Sengaja atau tidak sengaja, pura-pura atau memang benar tidak tahu, Diba tetap membenci keberadaan Elf di Situs Bung Karno. Semangatnya berceloteh tentang Bung Karno; tentang perjalanan dan kehidupannya di Ende, tentang benih butir-butir Pancasila yang  direnungkan oleh Bung Karno, naskah tonil-tonilnya yang dipentaskan di Gedung Imaculata, hingga sumur keramat di bagian belakang situs ... surut seketika. Wajah Diba langsung cemberut ketika memasuki pintu rumah, nampak Elf sedang memotret piring makan Bung Karno yang dipajang di etalase. Diba bahkan tidak membalas sapaan penjaga situs.

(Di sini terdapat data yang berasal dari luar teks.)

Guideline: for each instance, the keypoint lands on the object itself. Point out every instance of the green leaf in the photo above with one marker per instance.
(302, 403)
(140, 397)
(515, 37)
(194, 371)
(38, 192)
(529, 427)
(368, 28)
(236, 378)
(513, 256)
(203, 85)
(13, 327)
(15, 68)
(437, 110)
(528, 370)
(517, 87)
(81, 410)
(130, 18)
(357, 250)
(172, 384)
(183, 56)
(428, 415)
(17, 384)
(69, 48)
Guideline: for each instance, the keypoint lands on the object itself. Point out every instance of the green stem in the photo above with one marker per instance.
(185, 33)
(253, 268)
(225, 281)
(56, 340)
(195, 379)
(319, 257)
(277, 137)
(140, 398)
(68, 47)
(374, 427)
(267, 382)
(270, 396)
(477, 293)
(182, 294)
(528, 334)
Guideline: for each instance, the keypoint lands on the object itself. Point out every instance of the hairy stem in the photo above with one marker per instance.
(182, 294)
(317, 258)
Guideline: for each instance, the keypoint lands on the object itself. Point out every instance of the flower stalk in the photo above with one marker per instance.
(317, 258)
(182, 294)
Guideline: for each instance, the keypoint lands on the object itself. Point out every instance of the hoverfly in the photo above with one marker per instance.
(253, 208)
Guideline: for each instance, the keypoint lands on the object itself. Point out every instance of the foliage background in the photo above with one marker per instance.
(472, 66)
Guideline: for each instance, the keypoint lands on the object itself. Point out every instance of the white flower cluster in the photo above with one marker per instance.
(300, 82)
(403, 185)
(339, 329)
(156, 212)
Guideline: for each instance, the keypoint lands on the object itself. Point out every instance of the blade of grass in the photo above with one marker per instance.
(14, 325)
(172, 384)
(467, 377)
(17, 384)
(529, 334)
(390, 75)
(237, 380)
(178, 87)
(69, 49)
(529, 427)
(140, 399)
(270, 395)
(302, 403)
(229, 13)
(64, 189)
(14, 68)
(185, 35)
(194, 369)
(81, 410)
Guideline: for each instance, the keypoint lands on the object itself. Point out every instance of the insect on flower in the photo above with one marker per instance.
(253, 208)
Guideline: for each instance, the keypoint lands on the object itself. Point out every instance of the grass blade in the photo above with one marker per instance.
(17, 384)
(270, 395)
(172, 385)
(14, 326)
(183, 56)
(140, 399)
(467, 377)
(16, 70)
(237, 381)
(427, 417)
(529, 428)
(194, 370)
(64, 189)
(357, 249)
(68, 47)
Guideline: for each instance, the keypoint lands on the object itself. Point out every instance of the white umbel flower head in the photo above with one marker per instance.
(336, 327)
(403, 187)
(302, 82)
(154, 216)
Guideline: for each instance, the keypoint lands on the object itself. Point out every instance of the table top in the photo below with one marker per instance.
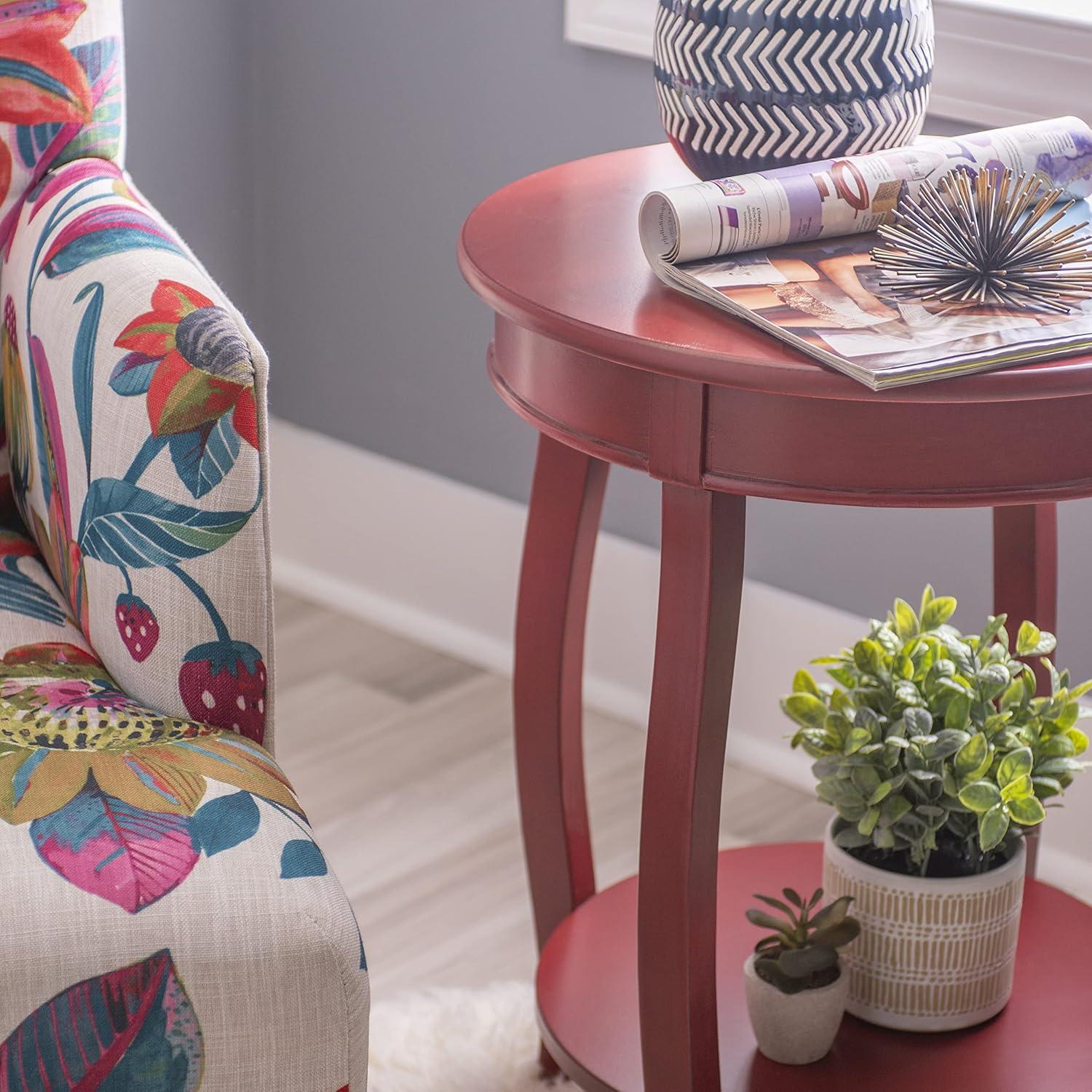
(587, 1000)
(558, 253)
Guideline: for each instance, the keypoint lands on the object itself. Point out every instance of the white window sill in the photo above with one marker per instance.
(997, 63)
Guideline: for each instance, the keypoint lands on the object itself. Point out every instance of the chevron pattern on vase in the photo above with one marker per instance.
(753, 84)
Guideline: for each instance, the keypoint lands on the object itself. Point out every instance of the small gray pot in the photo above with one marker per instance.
(794, 1029)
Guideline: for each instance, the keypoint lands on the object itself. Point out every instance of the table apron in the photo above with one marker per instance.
(760, 443)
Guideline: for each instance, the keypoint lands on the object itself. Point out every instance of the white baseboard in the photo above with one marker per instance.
(438, 561)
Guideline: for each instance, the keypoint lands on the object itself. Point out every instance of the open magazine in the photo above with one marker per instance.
(788, 251)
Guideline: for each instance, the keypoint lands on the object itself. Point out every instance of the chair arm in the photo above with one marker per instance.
(135, 416)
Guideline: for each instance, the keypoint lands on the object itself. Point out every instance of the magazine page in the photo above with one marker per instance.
(849, 196)
(825, 297)
(815, 285)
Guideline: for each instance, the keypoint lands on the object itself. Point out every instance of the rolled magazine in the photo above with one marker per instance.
(788, 251)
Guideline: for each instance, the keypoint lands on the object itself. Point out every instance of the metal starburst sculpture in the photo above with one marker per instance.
(985, 240)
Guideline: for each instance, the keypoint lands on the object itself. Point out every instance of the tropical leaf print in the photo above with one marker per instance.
(133, 1028)
(108, 847)
(126, 526)
(104, 231)
(301, 858)
(83, 363)
(39, 78)
(226, 821)
(55, 142)
(205, 456)
(15, 404)
(20, 594)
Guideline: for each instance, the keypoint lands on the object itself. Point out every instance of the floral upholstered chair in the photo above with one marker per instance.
(168, 922)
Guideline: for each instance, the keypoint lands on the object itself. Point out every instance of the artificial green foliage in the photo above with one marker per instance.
(802, 952)
(933, 744)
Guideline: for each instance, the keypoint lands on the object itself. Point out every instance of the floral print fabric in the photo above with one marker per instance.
(132, 393)
(170, 923)
(165, 831)
(60, 100)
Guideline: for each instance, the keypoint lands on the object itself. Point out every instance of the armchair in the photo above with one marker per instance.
(170, 924)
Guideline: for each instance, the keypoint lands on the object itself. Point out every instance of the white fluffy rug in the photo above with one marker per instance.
(458, 1041)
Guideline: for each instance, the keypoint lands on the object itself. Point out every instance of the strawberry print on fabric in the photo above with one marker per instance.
(135, 1028)
(113, 792)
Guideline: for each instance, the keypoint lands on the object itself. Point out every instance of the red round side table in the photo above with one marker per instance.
(612, 367)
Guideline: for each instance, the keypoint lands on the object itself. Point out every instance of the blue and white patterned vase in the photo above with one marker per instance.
(753, 84)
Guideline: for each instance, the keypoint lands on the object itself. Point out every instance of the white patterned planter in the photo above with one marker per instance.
(794, 1029)
(748, 85)
(934, 954)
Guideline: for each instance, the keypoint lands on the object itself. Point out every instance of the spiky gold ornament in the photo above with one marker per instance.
(985, 240)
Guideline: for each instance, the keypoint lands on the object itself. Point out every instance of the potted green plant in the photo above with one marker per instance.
(793, 981)
(937, 753)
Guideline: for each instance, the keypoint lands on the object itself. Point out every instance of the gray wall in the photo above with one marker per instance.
(323, 166)
(189, 146)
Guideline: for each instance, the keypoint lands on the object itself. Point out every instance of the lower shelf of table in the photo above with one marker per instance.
(587, 1009)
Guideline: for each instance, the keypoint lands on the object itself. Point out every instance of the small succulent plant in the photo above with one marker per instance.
(802, 952)
(933, 746)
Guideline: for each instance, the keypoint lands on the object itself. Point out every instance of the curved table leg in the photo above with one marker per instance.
(563, 523)
(1026, 582)
(700, 585)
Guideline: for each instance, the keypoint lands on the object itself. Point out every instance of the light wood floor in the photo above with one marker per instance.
(403, 759)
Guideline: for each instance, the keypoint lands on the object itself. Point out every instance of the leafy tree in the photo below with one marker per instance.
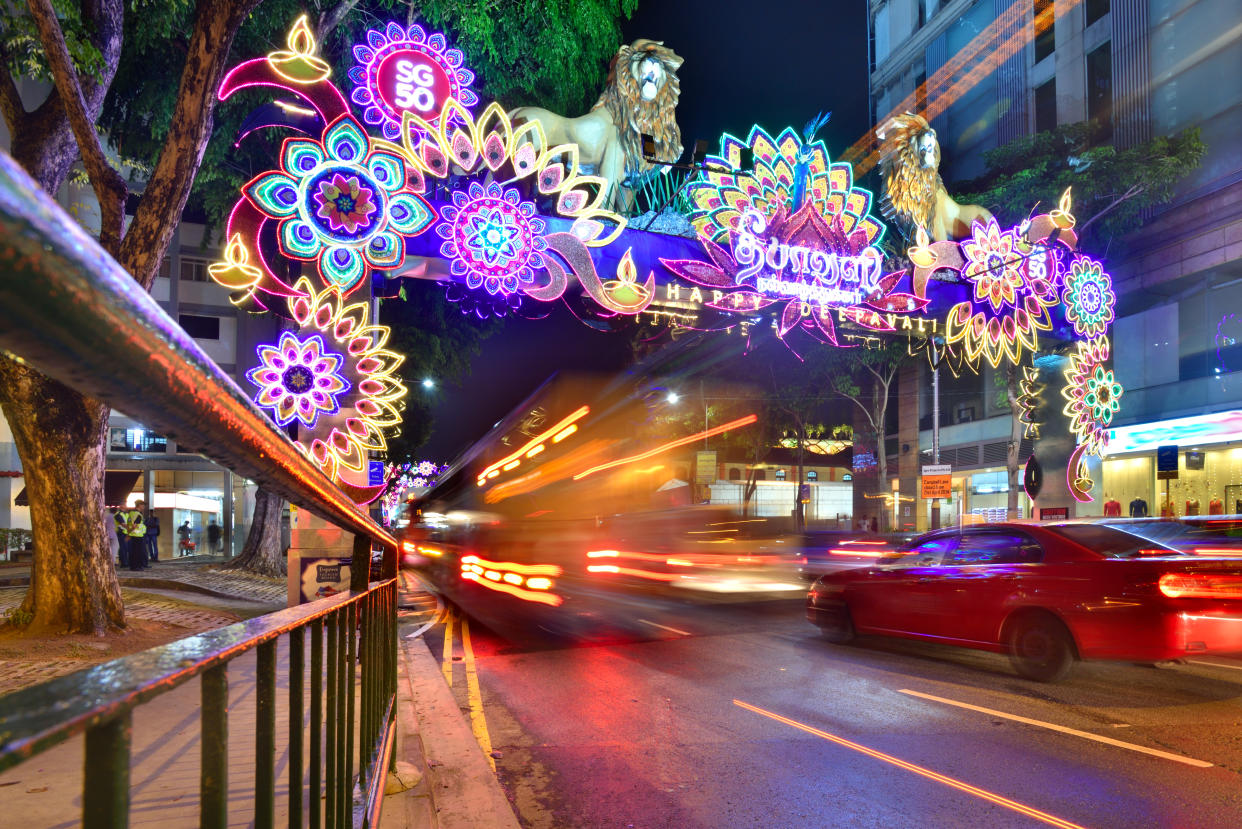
(1110, 187)
(159, 67)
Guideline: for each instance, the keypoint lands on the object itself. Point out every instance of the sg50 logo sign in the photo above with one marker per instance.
(412, 81)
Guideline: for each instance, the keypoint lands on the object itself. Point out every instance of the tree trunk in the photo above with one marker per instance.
(60, 436)
(262, 553)
(1015, 445)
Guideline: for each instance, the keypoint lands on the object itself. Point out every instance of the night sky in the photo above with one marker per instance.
(776, 64)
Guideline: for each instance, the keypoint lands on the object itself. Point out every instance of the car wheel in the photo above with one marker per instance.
(1041, 649)
(836, 627)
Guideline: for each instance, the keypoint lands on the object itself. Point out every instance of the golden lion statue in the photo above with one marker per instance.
(640, 98)
(909, 165)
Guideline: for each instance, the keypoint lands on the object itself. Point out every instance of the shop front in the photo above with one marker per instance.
(1197, 472)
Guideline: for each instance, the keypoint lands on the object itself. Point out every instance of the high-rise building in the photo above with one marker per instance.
(989, 71)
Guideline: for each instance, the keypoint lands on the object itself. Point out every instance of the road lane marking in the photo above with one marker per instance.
(447, 666)
(1031, 812)
(477, 721)
(1052, 726)
(665, 628)
(1199, 661)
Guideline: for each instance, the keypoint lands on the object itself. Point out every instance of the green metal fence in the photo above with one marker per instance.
(70, 311)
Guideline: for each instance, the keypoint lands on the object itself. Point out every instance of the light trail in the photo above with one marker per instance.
(1031, 812)
(1052, 726)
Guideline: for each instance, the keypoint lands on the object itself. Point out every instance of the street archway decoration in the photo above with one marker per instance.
(412, 174)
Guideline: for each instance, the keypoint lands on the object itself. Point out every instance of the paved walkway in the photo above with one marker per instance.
(435, 745)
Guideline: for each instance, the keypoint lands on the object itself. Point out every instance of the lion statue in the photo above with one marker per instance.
(914, 194)
(640, 98)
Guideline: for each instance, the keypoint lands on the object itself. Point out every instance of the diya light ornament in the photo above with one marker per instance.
(493, 238)
(342, 204)
(407, 71)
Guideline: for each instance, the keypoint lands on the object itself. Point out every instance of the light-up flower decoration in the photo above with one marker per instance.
(335, 377)
(342, 204)
(406, 70)
(720, 196)
(298, 379)
(1014, 285)
(1088, 297)
(1092, 394)
(493, 238)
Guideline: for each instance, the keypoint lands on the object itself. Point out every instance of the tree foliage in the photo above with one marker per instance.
(1110, 187)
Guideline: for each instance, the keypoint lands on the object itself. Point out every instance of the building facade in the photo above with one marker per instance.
(1143, 68)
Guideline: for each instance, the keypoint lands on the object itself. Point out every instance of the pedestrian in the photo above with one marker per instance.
(118, 522)
(152, 536)
(137, 531)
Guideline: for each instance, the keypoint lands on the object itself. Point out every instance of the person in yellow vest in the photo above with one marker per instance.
(137, 531)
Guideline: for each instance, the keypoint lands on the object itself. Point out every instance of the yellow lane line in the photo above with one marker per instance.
(477, 721)
(1052, 820)
(1052, 726)
(447, 665)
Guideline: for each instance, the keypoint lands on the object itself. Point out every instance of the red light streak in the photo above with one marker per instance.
(716, 430)
(529, 595)
(533, 443)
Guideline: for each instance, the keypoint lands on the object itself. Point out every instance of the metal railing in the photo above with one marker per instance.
(72, 312)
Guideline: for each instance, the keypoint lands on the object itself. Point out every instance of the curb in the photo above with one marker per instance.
(461, 786)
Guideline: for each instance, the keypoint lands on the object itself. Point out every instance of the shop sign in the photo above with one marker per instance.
(937, 481)
(807, 274)
(1166, 462)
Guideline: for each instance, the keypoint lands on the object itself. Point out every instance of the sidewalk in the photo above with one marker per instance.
(455, 784)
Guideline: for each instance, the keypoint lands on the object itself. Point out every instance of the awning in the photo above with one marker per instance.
(117, 484)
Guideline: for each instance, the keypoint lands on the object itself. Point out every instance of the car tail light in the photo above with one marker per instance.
(1201, 586)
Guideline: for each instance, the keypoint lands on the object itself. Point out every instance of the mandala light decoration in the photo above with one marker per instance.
(1012, 288)
(1092, 394)
(816, 257)
(335, 344)
(1088, 297)
(298, 379)
(406, 70)
(493, 238)
(340, 203)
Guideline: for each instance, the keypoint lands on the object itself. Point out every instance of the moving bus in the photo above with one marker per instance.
(584, 492)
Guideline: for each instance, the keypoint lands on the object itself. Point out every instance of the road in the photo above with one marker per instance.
(739, 715)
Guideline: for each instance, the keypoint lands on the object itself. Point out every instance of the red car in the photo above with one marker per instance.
(1046, 595)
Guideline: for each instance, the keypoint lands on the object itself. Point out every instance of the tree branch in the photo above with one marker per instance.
(1125, 196)
(109, 188)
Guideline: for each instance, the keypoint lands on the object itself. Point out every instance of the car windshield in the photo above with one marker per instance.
(1112, 543)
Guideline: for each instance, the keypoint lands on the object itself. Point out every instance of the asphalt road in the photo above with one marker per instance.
(667, 714)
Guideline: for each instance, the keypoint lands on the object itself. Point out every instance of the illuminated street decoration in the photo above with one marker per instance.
(819, 257)
(493, 238)
(1014, 287)
(1092, 394)
(340, 203)
(406, 70)
(1088, 297)
(344, 361)
(298, 379)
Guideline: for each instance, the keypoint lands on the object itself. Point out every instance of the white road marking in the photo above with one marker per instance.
(684, 633)
(1199, 661)
(1086, 735)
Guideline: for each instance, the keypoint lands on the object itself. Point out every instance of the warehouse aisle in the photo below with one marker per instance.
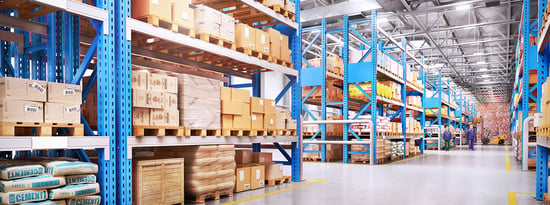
(436, 178)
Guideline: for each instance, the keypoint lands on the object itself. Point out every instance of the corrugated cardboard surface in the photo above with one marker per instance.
(199, 102)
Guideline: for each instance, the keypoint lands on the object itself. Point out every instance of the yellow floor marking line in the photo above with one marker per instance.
(508, 169)
(315, 181)
(512, 197)
(410, 158)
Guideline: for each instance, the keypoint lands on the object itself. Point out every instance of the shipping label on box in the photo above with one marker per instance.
(140, 116)
(256, 105)
(61, 113)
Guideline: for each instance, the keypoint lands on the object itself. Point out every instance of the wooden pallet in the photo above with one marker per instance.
(209, 196)
(150, 130)
(202, 132)
(26, 9)
(40, 129)
(216, 40)
(278, 181)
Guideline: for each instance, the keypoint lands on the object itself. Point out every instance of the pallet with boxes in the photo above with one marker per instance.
(32, 107)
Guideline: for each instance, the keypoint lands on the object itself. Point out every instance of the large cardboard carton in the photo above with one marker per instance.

“Bang Elf!” panggil Pram. “Nggak nyangka kita ketemu di sini.”
“Oh! Hei! Iya ... sudah lama saya tidak ke sini. Perubahannya lumayan banyak,” balas Elf. “Bagaimana? Sudah dapat informasi?”
Pram mengangguk, lantas menggeleng. “Avila coba cari tahu nama lengkap si Wira itu. Wirawan Siswanto. Kata si Diba sejak semalam Ucup udah coba caritahu PNS di sini yang namanya Wirawan Siswanto, tapi belum ketemu,” jawab Pram. “Jangan berhenti bantuin kami, Bang.”
Insya Allah.
Diba menyeret Margaret ke kamar tidur Bung Karno.
“Pssh. Orang itu ...” Diba memonyongkan bibir.
Margaret tersenyum. Sedikitnya dia sudah tahu apa yang terjadi antara Diba dan Elf. “Kamu itu, Dib. Kalau masih cinta mbok ya jangan dilarang perasaannya itu ...” tegurnya.
“Hah? Masih cinta? Jangan mimpi! Saya tidak pernah cinta dia,” bisik Diba.
“Bang Elf sendiri cerita sama Pram.”
Mata Diba melotot. “Cerita apa?”
“Dia masih cinta sama kamu. Dia pengen bisa nikahi kamu,” jawab Margaret, sedikit menambah bumbu. Rasanya bukan tambah sedap, malahan tambah hambar.
Rewo—ngawur! Dia pikir saya Bantar Gebang!?”
Lagi, Diba menyeret Margaret ke bagian belakang rumah. Mereka berhenti di pinggir sumur.
“Aku kasihan sama Bang Elf,” ujar Margaret. Kali ini dia sengaja memanas-manasi Diba.
“Untuk apa kau kasihan sama Abang!?”
“Kasihan kok untuk apa?” balas Margaret. “Pokoknya aku kasihan sama dia.”
“Karena?”
“Nah, itu baru pertanyaan yang tepat,” Margareth mengacung jempol. Dia merasa puas bisa isengi Diba.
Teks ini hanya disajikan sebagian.